La soirée a commencé avec un spectacle. Celui-ci avait été planifié par les étudiants et les profs en langue coréenne. Or, Ming Wei étant chinois, il est aussi professeur de langues coréennes. Nous y allons tous. Je n'y comprends rien bien sûr, mais on me dit que leur coréen se situe entre : pas mal et déficient. Néanmoins, quelques numéros sont réussi. Il faut dire que les chinois n'ont pas peur de faire se travestir pour faire de l'humour. Cela n'implique aucunement qu'ils sont gais. Même si pour l'occidental moyen, c'est très efféminé et absolument pas viril. Aussi, il y a eu un numéro de danse avec trois filles et un homme, sur une chanson très populaire en Corée. Les filles manquaient de fluidité et pataugeaient dans une mécanique corporelle qui suffisait au spectacle. Le gars par contre, dansait comme un fif. Désolé, c'est la seule équivalence qui me vient en tête, mais c'est le sens le plus respectueux du terme. Je ne voudrais pas me faire taxer d'homophobe. Il était vraiment génial et le public en redemandait. En parlant avec les asiatiques, je me rends compte que même si l'homosexualité est tabou et amène presque qu'au bannissement, les règles démarquant les hommes des femmes sont très poreuses. Probablement parce que l'écart physique entre les hommes et les femmes est très mince. Pas de barbe, pas de généreuse poitrine, la silhouette est pratiquement identique, les traits du visage aussi. C'est à méditer.

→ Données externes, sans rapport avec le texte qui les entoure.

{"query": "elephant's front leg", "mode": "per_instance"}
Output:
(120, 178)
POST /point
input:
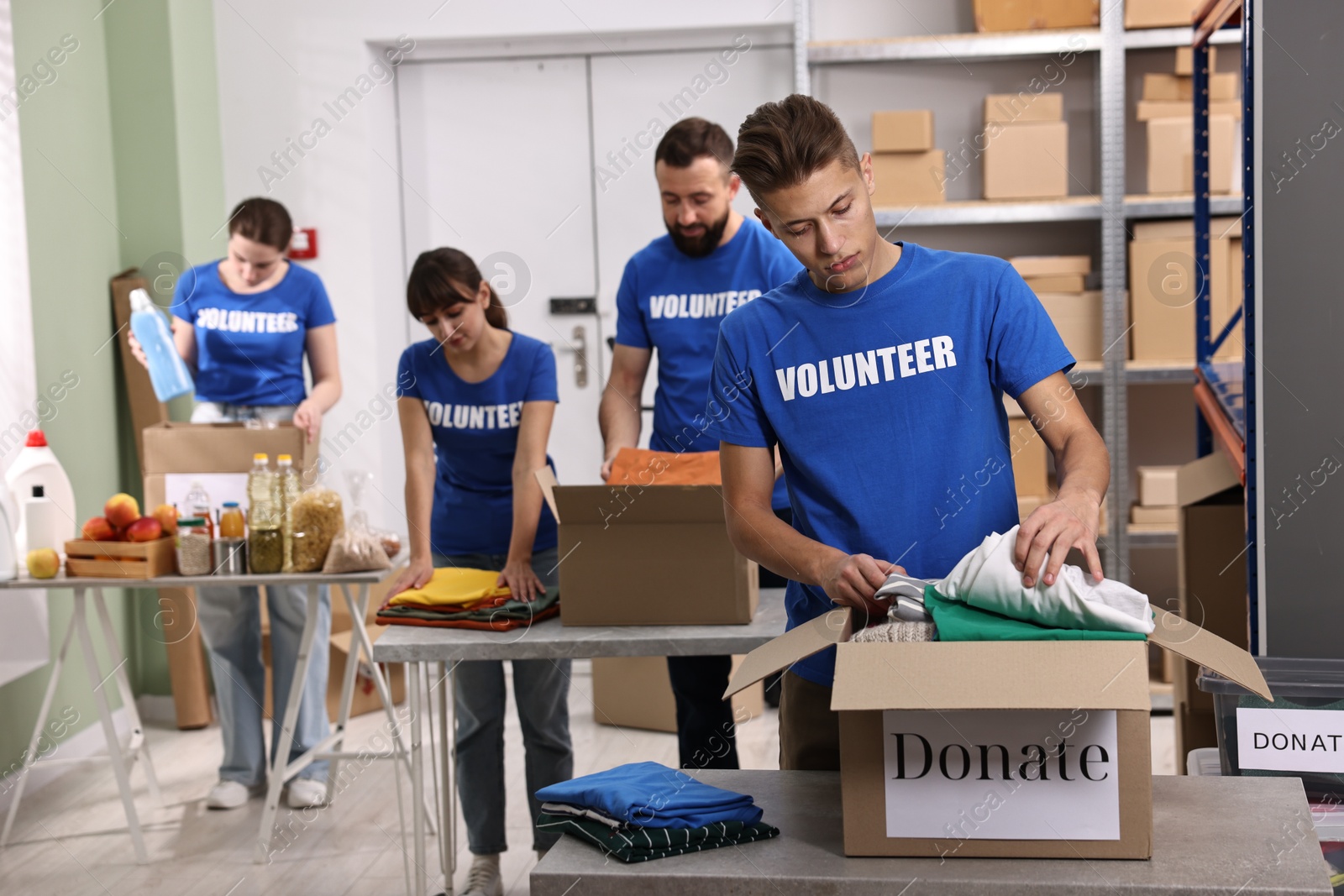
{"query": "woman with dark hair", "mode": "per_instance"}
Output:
(476, 405)
(245, 324)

Pour ce qui est des festivités, nous avons été dans le bar le plus branché(dans le sens le plus en retard du mot, nous sommes en Chine reculée quand même) pour danser et boire. C'est 20 yuans pour de la Budweiser. Définitivement la meilleure bière que j'ai bu en Chine, même si c'est un agencement de produits chimiques malsain. Les Américains se sont commandé d'office une bouteille de whisky. Je suis resté sur la Bud 4% toute la soirée. Pas de shot, pas de fort, puisqu'ils ne se vendent qu'à la bouteille. On a ben du fun, on danse un peu. Ce qui m'a impressionné le plus, c'est bien la musique. De la bonne musique électronique avec un bon beat, assez pour pas que je n'aille pas besoin de me soûler pour me déhancher. On nous a remis deux billet à l'entrée pour le tirage. Des bières, deux calinours roses, et une superbe bouteille de Chivas(qui vaut au moins 700 yuans). La Coréenne est en charge. Et paf! on gagne! Elle se dirige vers le MC, en criant et gesticulant comme une participante de Price is Right. Elle obtient.... le nounours. Roger, l'américain, veut et exige cette bouteille de Chivas, au contenu si délicieux. Le tirage avance et paf! On gagne avec le deuxième billet. Elle se dirige vers le MC, en criant et gesticulant comme une fan finie des Backstreet boys. Eh oui, mesdames et messieurs, nous avons la bouteille de Chivas. In-croy-able. Vraiment de la chance de débutant, nous avons gagné 2 prix sur 5, dont le plus convoité. Je vais m'en rappeler longtemps de celle-là.

Beaucoup de plaisir et de souvenirs. Je vais mettre des photos sur facebook bientôt.

Photos : Parviz, un Stan boy. Une qui démontre sa ressemblance avec Bibi, et l'autre qui pointe son dégat. Il m'a renversé du vin sur la tête qui m'a coulé sur l'épaule, qui portait un estie de beau chandail.